My friends that had asked me to support their missions trips fundraisers now wear upside down crosses and have traded their Bibles in for tarot cards or astrology membership club cards, or–I don’t even know maybe I should ask.
My friends– we have been together through real wars– the hot wars like World War 2 where we were ready to die on the beaches of Normandy together. But somehow we all survived our twenties and are now haunted by – haunted by the reality of surviving all that just to enter a cold war of real adulthood. Sputnik is orbiting around us every so often, emitting small beeps– like bills or threats of a bad economy, and so we have all thought about what we will use as a fallout shelter: we have our Edward Jones accounts, psychiatrists, marriage counselors, fitness class memberships, and in a crisis, we break the glass and take a vacation to somewhere tropical– or whatever we can afford to get us out of the area.
I’ve known these girls for over a decade, my battle buddies, but somehow when we’re together we’re not adoring, playful, and optimistic. (I wonder if the problem is me?) Maybe if I were more buoyant and loving and effervescent things would go smoother. But again, there’s that heavy bear-skin rug that, after long probing discussions about whether or not there’s hidden sin or bad theology in my life– gets so exhausting. And I’m finding that no one really has a taste for lighthearted intellectual discussions about the imminent threat of China as the next world power (and when we should start teaching our kids Mandarin), the poor outlook for US Dollar, how to survive a nuclear blast (and where the fallout lands with the winds patterns), or discuss comparative psychopharmacology.
We are so much rougher now, alas, my skin!– But also just our personalities, I would have predicted that we would all have mellowed with age but instead I feel many of us have just grown to embrace suppressed rage.
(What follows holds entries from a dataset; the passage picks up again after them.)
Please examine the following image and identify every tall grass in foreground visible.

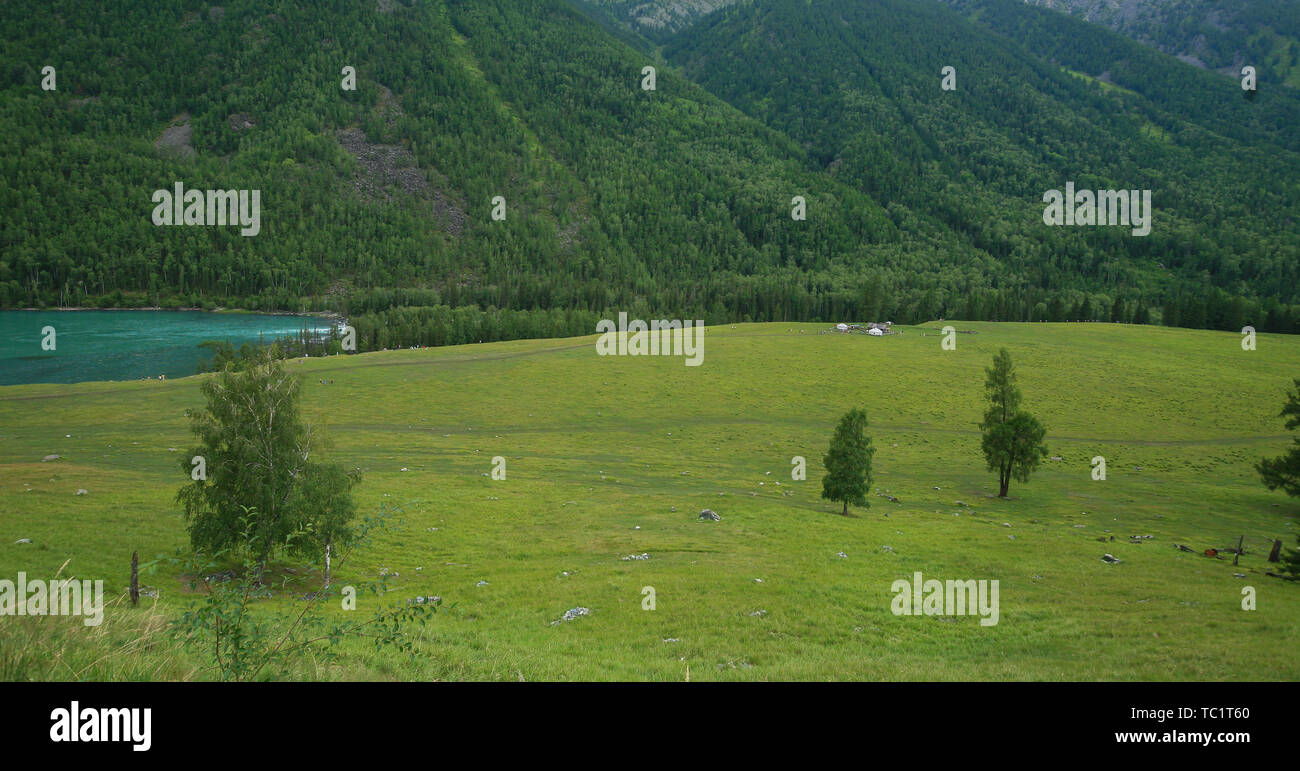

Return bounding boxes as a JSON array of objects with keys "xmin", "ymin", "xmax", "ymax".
[
  {"xmin": 0, "ymin": 592, "xmax": 404, "ymax": 681},
  {"xmin": 0, "ymin": 592, "xmax": 197, "ymax": 681}
]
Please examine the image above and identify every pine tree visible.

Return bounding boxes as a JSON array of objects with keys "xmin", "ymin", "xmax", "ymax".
[
  {"xmin": 1133, "ymin": 302, "xmax": 1149, "ymax": 325},
  {"xmin": 1257, "ymin": 378, "xmax": 1300, "ymax": 577},
  {"xmin": 979, "ymin": 349, "xmax": 1049, "ymax": 497},
  {"xmin": 821, "ymin": 407, "xmax": 875, "ymax": 515},
  {"xmin": 1257, "ymin": 378, "xmax": 1300, "ymax": 498}
]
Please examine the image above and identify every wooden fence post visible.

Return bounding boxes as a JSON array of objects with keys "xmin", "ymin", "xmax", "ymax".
[
  {"xmin": 130, "ymin": 551, "xmax": 140, "ymax": 607},
  {"xmin": 1233, "ymin": 535, "xmax": 1244, "ymax": 567}
]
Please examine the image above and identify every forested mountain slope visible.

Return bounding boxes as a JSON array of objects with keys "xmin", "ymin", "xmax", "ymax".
[
  {"xmin": 666, "ymin": 0, "xmax": 1300, "ymax": 328},
  {"xmin": 1, "ymin": 0, "xmax": 914, "ymax": 343},
  {"xmin": 2, "ymin": 0, "xmax": 1298, "ymax": 350}
]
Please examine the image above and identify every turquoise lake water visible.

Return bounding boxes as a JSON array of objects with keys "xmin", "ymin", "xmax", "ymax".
[{"xmin": 0, "ymin": 311, "xmax": 335, "ymax": 386}]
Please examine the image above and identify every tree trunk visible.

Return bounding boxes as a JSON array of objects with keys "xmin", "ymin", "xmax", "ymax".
[
  {"xmin": 842, "ymin": 500, "xmax": 848, "ymax": 516},
  {"xmin": 255, "ymin": 528, "xmax": 275, "ymax": 582},
  {"xmin": 323, "ymin": 539, "xmax": 332, "ymax": 588},
  {"xmin": 999, "ymin": 473, "xmax": 1010, "ymax": 498}
]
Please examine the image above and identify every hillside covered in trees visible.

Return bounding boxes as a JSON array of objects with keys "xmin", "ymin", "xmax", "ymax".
[
  {"xmin": 667, "ymin": 0, "xmax": 1300, "ymax": 331},
  {"xmin": 2, "ymin": 0, "xmax": 1298, "ymax": 351}
]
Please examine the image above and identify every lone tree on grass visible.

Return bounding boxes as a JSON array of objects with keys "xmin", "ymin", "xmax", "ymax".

Sometimes it’s iron sharpening iron, other times it’s iron hammering iron into something blunt and flat and dull and resentful.
What I see, we are all dry dry wood. And we are all tired. We are like dead trees, we crack with a bang when snapped. We are needing the streams of living water. We are so dry. We are all dying so fast. Why are we dying so fast? We need that water, Lord have mercy, that joy.
Which brings me to this weekend. We visited my favorite part of the Appalachian trail: Roan Mountain, and really, all the surrounding areas. As I stood where the old “Cloudland Hotel” once was, I was reminded about the first time I hiked this, when I was desperate and fragile and how God had saved me. The thing I love most about the Tennessee portion of the Appalachian Trail is how unusually lush everything is. Water everywhere, its constant motion feels like a shock to the heart. I saw salamanders and stones and those pine trees that grow in mountain climates that smell so crisp in that wispy air up there. The greatness of God cannot be replicated, and on top of Roan Mountain, or even in its river sprung valleys, I see His glory and remember the only way out is through. This is not the first time that my Lord has led weary travelers through the desert in order to reach the promised land. May I learn to praise Him in the hot sand, just the same in the creek bed on top of a mountain. May the knowledge of His presence water our hearts again.